Although an Iowa District Court Judge denied their request for a temporary halt in construction, opponents of the Bakken Pipeline aren't backing down yet.
15 landowners are still fighting the use of eminent domain as a way of acquiring property for the pipeline.
The groups newest argument is about what they call "toxic crude."
This is what happens when you ignite crude oil. Surprised? Probably not but this demonstration during a news conference is meant to call attention to what exactly is in that crude. And that yes, it is explosive.

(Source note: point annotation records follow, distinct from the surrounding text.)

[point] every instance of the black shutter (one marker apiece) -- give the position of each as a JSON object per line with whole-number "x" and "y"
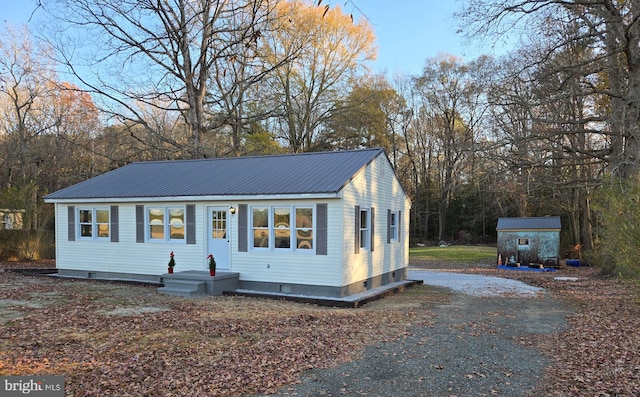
{"x": 139, "y": 223}
{"x": 71, "y": 223}
{"x": 357, "y": 226}
{"x": 243, "y": 218}
{"x": 113, "y": 227}
{"x": 321, "y": 229}
{"x": 191, "y": 224}
{"x": 373, "y": 223}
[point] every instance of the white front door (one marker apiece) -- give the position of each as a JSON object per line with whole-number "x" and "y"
{"x": 218, "y": 232}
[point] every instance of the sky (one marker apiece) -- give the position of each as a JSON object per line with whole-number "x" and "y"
{"x": 408, "y": 31}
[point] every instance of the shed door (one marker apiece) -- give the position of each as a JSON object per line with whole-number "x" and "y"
{"x": 218, "y": 232}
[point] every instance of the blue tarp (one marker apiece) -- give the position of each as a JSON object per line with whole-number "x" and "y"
{"x": 527, "y": 268}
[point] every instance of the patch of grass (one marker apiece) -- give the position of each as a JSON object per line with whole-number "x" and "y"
{"x": 459, "y": 253}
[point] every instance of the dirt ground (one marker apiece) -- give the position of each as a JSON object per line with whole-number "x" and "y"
{"x": 579, "y": 338}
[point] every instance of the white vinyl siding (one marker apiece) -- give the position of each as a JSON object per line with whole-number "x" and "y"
{"x": 295, "y": 265}
{"x": 127, "y": 256}
{"x": 337, "y": 267}
{"x": 375, "y": 187}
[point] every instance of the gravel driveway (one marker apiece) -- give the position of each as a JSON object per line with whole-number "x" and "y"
{"x": 477, "y": 346}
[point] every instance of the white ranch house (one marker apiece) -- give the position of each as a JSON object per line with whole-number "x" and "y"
{"x": 328, "y": 223}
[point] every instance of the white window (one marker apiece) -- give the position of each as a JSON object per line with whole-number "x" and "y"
{"x": 93, "y": 223}
{"x": 165, "y": 223}
{"x": 282, "y": 228}
{"x": 365, "y": 239}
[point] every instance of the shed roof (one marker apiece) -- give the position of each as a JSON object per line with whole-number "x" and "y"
{"x": 545, "y": 222}
{"x": 306, "y": 173}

"Three weeks and a 50 cent sample to determine what's going through the pipeline and whether or not it's toxic. Those are the questions you would want to know before you talk about the route. Especially when you're crossing rivers and watersheds, the western 2/3rds of Iowa is at risk, said Keith Puntenny. He's one of the landowners owners on the Bakken Pipeline route.
He says he went to North Dakota and got some samples of Bakken oil from an undisclosed well location and sent the samples to an Iowa State University lab.
"The class of compounds, hydrocarbons, does contain a fair number of individual members that are known to be toxic," said Steve Veysey of Iowa State University.
One of the main concerns is benzene a cancer causing agent. This group says the findings prove that more testing needs to be done and the pipeline route needs to be changed. The Iowa Utilities Board, that approved the pipeline, would have to make that call.